In many South-East Asian communities, as in some other low-to-middle income countries, services may still be inadequate and often still too institutionalised, and both stigma and discrimination remain formidable obstacles to optimal treatment and care, and to restoring marital and work prospects and full citizenship. However, this is counter- balanced in an increasing proportion of these countries by the growing respect and valuing of both realms of the more western evidence-based and technical approaches on the one hand, and the traditional cultural healing factors on the other, including many aspects of the recovery agenda which are increasingly adopted worldwide.47-49 In many ways, this entails straddling, and where appropriate, honouring and embracing both the collectivist values of traditional societies and the more individualistic notions associated with western aspirations, self-determination, personal choice, and autonomy.1 This valuing of both cultures concurrently grows, persists and prospers, despite, and in some ways walking hand in hand with, socioeconomic and political developments.
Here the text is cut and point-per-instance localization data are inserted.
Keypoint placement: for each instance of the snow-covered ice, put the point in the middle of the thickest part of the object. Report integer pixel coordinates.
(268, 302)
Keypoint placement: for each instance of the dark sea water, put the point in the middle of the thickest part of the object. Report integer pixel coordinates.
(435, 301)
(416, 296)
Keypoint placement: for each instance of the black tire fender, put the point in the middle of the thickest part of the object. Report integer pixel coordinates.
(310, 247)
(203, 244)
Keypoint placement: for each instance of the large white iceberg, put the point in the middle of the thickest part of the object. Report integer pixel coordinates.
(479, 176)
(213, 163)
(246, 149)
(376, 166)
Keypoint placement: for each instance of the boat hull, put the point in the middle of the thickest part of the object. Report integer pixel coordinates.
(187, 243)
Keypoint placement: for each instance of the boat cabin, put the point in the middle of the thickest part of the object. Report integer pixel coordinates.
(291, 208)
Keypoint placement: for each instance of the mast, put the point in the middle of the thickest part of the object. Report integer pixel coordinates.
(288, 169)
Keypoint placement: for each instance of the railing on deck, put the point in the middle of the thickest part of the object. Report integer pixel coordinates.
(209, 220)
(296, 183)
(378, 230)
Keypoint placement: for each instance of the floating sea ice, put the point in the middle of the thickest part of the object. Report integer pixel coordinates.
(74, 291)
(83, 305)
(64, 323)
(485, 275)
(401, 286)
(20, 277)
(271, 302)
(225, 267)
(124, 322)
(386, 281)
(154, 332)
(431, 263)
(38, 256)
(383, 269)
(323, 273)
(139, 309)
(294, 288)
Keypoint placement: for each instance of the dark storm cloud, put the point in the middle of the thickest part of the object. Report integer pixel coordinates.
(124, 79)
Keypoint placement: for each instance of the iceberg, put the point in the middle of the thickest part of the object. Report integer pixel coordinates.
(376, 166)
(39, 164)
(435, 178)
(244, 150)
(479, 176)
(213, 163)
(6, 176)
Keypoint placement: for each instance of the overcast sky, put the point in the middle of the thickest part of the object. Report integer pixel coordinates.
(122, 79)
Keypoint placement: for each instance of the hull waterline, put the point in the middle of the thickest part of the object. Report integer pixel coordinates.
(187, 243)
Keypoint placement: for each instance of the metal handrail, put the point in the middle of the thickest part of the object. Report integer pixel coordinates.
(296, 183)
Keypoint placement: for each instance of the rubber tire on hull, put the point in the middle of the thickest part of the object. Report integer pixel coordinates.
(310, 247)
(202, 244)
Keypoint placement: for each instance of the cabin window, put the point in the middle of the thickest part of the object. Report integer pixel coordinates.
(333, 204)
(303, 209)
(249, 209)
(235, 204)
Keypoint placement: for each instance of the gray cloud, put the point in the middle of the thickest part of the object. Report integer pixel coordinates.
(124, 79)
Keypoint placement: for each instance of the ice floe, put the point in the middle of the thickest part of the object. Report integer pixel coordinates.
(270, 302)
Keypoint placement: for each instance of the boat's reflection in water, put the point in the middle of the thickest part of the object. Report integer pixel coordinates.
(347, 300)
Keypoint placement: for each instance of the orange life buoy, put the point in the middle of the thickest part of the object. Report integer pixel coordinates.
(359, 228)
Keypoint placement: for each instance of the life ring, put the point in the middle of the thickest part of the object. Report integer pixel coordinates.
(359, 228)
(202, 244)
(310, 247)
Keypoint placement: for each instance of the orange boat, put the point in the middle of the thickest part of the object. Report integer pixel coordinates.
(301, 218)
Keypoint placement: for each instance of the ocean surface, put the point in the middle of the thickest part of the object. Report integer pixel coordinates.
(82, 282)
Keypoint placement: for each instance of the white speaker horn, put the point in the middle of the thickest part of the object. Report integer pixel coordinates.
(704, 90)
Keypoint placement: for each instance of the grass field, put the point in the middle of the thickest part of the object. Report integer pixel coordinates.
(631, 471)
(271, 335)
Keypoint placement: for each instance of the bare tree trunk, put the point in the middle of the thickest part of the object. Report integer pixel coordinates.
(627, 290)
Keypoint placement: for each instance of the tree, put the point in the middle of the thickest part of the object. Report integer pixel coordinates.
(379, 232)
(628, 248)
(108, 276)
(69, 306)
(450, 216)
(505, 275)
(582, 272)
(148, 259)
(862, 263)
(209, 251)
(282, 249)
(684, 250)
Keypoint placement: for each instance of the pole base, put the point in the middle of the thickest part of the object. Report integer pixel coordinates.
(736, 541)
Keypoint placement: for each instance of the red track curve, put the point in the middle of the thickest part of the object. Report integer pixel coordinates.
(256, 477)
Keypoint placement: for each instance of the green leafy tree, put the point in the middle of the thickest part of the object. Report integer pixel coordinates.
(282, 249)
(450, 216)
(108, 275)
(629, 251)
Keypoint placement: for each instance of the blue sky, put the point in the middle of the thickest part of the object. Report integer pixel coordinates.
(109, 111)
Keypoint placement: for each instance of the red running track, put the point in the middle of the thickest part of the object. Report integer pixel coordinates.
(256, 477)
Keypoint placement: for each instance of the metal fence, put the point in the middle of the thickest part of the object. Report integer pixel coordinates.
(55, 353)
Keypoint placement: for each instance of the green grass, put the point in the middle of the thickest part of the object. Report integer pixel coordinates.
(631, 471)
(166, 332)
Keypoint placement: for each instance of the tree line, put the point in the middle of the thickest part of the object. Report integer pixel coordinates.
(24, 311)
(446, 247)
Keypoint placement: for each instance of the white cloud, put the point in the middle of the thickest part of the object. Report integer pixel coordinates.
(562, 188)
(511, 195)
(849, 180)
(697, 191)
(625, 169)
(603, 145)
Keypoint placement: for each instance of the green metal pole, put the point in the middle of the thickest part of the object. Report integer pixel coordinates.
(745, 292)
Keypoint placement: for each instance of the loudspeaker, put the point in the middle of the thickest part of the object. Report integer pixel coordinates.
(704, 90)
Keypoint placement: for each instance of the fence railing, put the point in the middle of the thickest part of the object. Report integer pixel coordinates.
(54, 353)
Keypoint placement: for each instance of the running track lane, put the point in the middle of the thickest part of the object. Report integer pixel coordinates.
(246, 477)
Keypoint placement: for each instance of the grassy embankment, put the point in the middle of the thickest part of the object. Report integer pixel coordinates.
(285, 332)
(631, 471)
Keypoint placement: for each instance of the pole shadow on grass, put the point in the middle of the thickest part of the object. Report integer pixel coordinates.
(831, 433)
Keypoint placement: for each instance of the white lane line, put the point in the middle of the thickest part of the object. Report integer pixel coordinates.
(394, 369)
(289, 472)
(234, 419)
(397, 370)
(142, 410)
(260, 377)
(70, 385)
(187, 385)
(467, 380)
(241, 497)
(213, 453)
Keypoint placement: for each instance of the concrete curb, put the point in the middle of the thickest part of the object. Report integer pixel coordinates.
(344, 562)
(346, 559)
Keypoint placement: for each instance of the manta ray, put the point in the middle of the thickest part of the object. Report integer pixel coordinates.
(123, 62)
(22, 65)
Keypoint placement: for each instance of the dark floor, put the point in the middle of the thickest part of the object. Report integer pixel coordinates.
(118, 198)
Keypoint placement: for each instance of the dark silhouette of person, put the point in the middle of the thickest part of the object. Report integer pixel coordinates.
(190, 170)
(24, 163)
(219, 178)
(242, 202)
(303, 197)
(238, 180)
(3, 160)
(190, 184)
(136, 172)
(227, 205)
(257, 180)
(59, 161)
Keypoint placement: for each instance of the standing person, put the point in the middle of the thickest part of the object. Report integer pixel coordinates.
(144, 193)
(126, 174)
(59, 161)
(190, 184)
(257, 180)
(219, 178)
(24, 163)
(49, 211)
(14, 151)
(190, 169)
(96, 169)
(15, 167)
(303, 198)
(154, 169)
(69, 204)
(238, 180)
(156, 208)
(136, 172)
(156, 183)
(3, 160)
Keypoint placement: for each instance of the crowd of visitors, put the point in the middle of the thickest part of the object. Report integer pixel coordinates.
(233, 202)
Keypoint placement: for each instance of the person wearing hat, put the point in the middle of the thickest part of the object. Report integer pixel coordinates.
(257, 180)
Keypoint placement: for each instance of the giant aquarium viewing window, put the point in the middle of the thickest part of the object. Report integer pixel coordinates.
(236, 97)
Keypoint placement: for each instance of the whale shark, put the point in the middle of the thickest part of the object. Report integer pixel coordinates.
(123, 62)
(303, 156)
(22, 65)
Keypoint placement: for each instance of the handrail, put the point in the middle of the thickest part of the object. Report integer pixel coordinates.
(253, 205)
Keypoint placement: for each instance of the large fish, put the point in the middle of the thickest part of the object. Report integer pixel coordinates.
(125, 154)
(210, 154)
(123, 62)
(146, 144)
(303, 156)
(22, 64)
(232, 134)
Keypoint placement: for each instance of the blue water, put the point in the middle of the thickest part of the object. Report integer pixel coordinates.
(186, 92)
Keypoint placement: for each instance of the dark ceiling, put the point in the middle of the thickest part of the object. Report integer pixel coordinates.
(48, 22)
This augers well for the ability of these communities to readily understand and appreciate the synergies between these realms, and the need to integrate these approaches for the most optimal outcomes for individuals living with mental illnesses and their families.

Conclusion

Recovery, while being a complex and multi-dimensional construct, has demonstrated potential for being a unifying framework with both personal benefit to consumers and carers while additionally offering a foundation for the quality improvement of services. Mental health services need to be both holistic and integrated in the way clinical treatments and psychosocial disability supports are made accessible and available within a framework of evidence- based practice, to support the personal efforts to recovery. The foundation for building contemporary community mental health systems begins with establishing the ‘recovery approach’ as the core value base demonstrating a way of working that is person-centred, needs-driven, and providing individualised approaches to care. This requires collaboration and engaging with consumers, families, and carers in working alliances which are ethical, culturally sensitive, and human rights–compatible, to promote optimal self-management and independence. Such services need to be community-focused, with treatment and support being provided closer to home and in the least restrictive and as personally enabling environments as possible. Finally, service-level efforts at supporting personal recovery must embrace the evidence base, demonstrating practice that is efficient, effective, and supported by research whenever it exists, and delivered by a well-trained and supervised workforce, including clinical professionals as well as vocational and housing specialists and consumer and family carer peer workers.

So, the recovery paradigm and recovery-oriented practice can provide a unifying bridge between the clinical, functional, and personal or subjective domains of recovery and mental health service endeavours. They can also bridge the realms of both collectivist and individualistic solutions and the realms of healing informed by some traditional practices and of evidence-based technically informed approaches and advances in mental health care.